A chi gli domanda se si fosse mai aspettato il successo planetario di Montalbano, risponde: «Non cercavo il successo e mentre scrivevo il primo romanzo mi dissero: con la lingua che usi, chi vuoi che ti legga? Ora è tradotto in quasi quaranta paesi e la cosa è un po’ pesante. Non mi sono mai sentito un Simenon, un maratoneta che sforna romanzi a ripetizione con lo stesso personaggio. Sono al massimo un centometrista. E invece una ciliegia tira l’altra, da vent’anni. Sa una cosa? Non amo Montalbano. Non sono un ingrato, mi ha dato fama e denaro, ma se fosse meno ricattatore sarei più contento. Non è facile mantenere la vena creativa senza ripetersi». Eppure nessun personaggio rappresenta fortemente Camilleri quanto Montalbano. Montalbano è il teatrante ideale, è un uomo d’ingegno, dalla vasta cultura letteraria (si potrebbe compilare un ampio lavoro critico circa la “biblioteca” del commissario siciliano) e, cosa più importante, è un individuo che di continuo e in maniera criticamente costruttiva affronta le sue crisi personali (il passare degli anni, gli epifanici sogni).

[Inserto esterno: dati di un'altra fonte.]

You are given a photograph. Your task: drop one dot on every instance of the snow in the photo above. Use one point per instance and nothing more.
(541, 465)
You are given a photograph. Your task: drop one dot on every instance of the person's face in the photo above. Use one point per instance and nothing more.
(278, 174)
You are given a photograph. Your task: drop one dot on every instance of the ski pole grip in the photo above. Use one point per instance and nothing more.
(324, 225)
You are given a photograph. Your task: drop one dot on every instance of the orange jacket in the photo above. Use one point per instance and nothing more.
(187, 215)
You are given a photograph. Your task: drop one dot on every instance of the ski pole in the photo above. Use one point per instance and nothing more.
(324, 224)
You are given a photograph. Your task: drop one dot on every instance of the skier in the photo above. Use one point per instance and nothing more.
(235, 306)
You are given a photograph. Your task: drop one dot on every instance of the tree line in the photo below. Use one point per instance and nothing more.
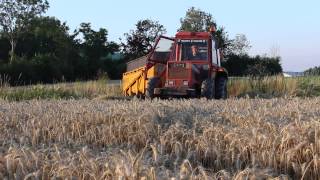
(36, 48)
(315, 71)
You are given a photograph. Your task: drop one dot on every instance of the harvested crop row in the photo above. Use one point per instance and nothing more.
(136, 139)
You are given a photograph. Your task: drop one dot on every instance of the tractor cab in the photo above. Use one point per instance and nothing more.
(189, 60)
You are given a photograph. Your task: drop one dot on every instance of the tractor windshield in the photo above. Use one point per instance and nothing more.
(194, 50)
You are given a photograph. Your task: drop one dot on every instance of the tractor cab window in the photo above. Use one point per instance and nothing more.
(162, 50)
(194, 50)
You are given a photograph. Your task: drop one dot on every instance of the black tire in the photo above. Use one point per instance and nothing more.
(152, 83)
(207, 89)
(221, 88)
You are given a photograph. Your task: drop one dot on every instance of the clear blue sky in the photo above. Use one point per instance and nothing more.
(292, 26)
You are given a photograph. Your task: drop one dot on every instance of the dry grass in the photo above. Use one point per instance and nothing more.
(179, 139)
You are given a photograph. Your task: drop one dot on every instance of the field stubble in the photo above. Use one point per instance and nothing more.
(182, 139)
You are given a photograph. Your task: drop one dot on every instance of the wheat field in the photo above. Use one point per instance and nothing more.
(162, 139)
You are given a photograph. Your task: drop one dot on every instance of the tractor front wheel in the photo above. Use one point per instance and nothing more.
(207, 89)
(152, 83)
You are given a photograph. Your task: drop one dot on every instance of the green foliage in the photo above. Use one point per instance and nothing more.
(315, 71)
(140, 41)
(244, 65)
(16, 14)
(47, 53)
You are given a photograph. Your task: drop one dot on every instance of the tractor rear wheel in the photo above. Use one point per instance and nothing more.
(221, 88)
(207, 89)
(152, 83)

Uomo di grande e ironica saggezza, Camilleri è scrittore amatissimo perché svela con semplicità ingenua il retroscena della vita di chi ha la fortuna di fare il lavoro che ama, la consapevolezza di essere un privilegiato. “Certo gli acciacchi avanzano, sono cieco e vabbè, qualche prezzo si deve pagare. Il cervello funziona, l’Alzheimer non mi preoccupa, lo temevo intorno ai 70 anni, ormai a 92 il pericolo è passato”.
Di questo monologo teatrale Camilleri ci dice che rappresenta per lui un sogno realizzato e folle, quello di tornare in palcoscenico dopo 70 anni; sarà accompagnato per mano da un bambino, per evitare che inciampi e questo, pare lo renda molto felice: ” meno male che sono cieco!”, è la sua battuta nuova, dopo quella con la quale chiude ogni intervista, discussione, o dialogo: “l’importante è non prendersi sul serio”.